Like many of us who follow a course of study, and end up in a completely different career, Terese Wadden grew up in Wilmette, Illinois, and moved to New York, to study English Literature. While in college, she began working as a shop assistant for various designers in the New York fashion industry. She soon realized that she was less interested in the business of glamour and high fashion, than in the psychology of the characters she had studied as an English Lit. major, and what the clothes those people might have worn could say about them. She found she loved the notion of ‘interpreting’ what she found in the literature, and soon embarked on a plan to meld her interests through clothes. What was important to her was to give a character a perspective and a point of view via their costumes. The mantra, ‘Why would somebody wear this,’ informs her work.

She interned for a semester at the Metropolitan Opera, where she was given odd jobs such as sorting beads or buttons, or shopping for fabric and notions so the costume shop could build costumes or make needed repairs to their stock.

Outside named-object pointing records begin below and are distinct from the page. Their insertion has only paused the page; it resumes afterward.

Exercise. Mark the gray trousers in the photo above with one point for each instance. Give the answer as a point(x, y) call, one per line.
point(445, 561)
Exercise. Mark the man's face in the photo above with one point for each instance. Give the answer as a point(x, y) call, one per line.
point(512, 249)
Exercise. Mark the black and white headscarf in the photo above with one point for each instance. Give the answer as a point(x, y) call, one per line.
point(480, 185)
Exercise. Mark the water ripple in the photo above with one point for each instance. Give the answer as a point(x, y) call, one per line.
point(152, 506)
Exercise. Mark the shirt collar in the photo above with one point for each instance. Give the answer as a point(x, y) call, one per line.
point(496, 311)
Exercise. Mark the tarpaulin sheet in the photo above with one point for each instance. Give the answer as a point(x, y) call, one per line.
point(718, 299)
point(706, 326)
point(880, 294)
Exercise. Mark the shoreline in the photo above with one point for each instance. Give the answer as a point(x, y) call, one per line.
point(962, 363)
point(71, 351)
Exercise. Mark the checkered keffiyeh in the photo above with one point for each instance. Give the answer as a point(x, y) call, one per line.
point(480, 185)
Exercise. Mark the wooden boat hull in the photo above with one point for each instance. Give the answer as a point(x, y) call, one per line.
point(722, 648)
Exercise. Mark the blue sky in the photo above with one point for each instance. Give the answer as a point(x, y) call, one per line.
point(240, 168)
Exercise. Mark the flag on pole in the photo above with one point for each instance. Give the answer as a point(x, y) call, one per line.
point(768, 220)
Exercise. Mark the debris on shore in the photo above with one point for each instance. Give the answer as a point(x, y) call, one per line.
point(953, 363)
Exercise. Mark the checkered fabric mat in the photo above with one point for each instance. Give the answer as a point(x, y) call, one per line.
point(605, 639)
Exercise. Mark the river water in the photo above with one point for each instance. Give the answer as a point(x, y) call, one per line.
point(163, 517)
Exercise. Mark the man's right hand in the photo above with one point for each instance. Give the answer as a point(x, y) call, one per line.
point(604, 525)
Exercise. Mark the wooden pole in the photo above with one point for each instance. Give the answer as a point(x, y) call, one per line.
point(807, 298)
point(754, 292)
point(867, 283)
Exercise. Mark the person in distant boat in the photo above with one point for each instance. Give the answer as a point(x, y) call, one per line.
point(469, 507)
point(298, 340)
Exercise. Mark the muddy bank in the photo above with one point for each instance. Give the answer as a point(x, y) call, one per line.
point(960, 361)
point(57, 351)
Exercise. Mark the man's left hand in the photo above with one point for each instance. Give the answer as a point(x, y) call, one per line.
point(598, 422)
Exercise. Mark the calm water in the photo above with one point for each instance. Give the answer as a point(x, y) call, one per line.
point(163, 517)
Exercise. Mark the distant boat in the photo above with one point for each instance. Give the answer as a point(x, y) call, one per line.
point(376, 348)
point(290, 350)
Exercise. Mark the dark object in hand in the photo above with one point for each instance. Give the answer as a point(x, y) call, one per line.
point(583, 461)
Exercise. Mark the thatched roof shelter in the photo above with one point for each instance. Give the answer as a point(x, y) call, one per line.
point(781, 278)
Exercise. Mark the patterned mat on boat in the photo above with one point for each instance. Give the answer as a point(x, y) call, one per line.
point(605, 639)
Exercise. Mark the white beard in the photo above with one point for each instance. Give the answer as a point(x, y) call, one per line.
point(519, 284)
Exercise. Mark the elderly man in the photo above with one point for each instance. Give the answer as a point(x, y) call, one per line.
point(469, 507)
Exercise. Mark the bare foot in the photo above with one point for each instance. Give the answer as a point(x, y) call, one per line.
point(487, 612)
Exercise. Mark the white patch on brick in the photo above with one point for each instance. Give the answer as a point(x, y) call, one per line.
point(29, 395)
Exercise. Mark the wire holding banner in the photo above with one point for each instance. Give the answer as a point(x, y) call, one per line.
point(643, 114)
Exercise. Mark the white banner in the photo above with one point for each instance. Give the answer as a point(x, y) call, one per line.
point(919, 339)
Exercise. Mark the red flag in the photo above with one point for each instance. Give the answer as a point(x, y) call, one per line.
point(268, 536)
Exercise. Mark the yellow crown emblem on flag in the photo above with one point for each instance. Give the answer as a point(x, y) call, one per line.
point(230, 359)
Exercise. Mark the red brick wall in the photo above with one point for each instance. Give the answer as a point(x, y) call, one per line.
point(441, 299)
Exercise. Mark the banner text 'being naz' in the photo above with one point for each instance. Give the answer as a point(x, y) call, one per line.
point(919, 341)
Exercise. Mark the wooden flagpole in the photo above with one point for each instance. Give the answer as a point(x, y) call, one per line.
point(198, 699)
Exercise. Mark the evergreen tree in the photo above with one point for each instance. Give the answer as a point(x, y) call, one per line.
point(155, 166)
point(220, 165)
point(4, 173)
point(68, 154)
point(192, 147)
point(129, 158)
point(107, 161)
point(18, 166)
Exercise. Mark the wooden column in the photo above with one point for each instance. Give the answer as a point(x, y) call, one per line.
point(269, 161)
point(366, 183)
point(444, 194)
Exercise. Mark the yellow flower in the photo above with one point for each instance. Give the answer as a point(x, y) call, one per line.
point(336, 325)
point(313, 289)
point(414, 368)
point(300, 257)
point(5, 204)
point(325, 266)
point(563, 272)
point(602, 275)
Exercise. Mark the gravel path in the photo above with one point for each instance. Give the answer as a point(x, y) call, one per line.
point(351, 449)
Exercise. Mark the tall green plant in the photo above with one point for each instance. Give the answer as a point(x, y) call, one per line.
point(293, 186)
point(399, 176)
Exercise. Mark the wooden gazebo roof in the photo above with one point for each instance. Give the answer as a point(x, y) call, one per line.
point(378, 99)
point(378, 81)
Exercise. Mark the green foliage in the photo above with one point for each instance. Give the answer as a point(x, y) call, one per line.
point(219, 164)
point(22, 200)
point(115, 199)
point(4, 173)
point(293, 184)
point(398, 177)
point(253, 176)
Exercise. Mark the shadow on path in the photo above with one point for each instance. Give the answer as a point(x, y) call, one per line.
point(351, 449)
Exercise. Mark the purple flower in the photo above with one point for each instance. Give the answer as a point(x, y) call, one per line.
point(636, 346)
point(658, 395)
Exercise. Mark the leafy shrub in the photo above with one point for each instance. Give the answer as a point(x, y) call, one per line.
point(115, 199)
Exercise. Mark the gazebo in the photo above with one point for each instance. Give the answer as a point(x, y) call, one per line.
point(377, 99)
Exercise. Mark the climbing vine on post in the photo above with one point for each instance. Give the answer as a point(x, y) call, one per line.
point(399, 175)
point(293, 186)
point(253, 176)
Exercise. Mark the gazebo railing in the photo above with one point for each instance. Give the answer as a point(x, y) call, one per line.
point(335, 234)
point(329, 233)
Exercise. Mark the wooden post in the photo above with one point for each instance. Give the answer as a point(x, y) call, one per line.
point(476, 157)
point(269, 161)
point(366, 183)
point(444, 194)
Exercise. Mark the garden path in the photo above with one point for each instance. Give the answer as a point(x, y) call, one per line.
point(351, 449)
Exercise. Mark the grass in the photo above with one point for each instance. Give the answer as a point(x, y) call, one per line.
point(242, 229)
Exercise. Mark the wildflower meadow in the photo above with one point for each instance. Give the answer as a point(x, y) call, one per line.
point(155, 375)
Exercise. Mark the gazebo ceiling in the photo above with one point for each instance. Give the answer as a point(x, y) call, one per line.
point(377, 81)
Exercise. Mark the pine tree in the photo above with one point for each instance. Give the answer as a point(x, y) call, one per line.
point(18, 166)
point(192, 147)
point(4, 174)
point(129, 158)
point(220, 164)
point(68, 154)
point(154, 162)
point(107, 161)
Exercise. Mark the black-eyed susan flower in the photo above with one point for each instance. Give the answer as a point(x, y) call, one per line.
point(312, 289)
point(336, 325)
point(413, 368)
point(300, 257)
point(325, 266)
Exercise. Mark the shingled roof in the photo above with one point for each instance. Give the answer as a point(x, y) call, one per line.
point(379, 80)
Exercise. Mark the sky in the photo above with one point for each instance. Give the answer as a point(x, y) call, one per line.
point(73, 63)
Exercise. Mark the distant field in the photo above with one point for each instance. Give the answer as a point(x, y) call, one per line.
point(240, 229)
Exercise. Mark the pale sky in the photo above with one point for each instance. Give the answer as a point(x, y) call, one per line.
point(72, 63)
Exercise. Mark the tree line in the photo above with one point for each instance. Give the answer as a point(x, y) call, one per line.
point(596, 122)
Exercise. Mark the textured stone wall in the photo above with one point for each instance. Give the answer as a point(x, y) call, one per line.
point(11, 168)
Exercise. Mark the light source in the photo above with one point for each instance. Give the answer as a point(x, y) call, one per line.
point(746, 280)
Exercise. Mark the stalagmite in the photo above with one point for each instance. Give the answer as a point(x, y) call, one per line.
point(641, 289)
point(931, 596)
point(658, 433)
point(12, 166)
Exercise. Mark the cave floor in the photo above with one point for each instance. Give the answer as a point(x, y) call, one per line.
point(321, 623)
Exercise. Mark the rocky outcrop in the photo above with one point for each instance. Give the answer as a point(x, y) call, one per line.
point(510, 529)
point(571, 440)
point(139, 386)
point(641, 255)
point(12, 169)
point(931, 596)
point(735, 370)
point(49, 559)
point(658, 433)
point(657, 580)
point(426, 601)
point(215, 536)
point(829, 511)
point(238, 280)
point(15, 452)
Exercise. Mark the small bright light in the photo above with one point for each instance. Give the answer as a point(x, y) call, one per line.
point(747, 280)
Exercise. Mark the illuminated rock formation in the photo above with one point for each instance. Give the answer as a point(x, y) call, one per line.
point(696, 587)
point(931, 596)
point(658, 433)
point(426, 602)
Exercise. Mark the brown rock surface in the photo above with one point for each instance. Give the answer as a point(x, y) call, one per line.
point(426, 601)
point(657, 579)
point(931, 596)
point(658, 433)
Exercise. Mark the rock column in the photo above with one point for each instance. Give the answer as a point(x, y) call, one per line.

The demands of keeping a full Met season of rotating casts costumed in a repertoire performance schedule makes the Met shops a bee-hive of frenetic activity. Stepping into the frenzy, her first assignment was one such shopping trip. She was handed $400 and given a list, with no idea how or where to fulfill this all-day ‘scavenger hunt’ in New York City. She returned, mission accomplished, slightly later than the Union 4:45pm costume shop closing time, only to find the crew waiting for her. No one had informed her of ‘quitting time’ and in the days before ‘a-cell-phone-in-every-pocket,’ they had had no way to reach her as she made her rounds!

These days, Terese designs for both theater and opera, and this season, in addition to The Scarlet Letter for Opera Colorado, she will design a new touring production of Shakespeare’s As You Like It with the Acting Company and a new play based on a Jonathan Franzen short story for The Transport Group in New York City. When asked to compare designing for ‘legitimate’ theater and opera, she offers, “In opera, sometimes subtlety is lost, and romantic lead characters, especially, could have more depth and character in their costumes, which I try to give them. I also find a little more artistic freedom in opera because audiences are more willing to accept big ideas expressed through the clothes.” Contrary to popular belief that ‘divas are difficult’ Terese thoroughly enjoys working with singers to get their costumes just right. “ They, so far, have been lovely to work with, and I particularly like to work with young artists, who are always so interested in the process.”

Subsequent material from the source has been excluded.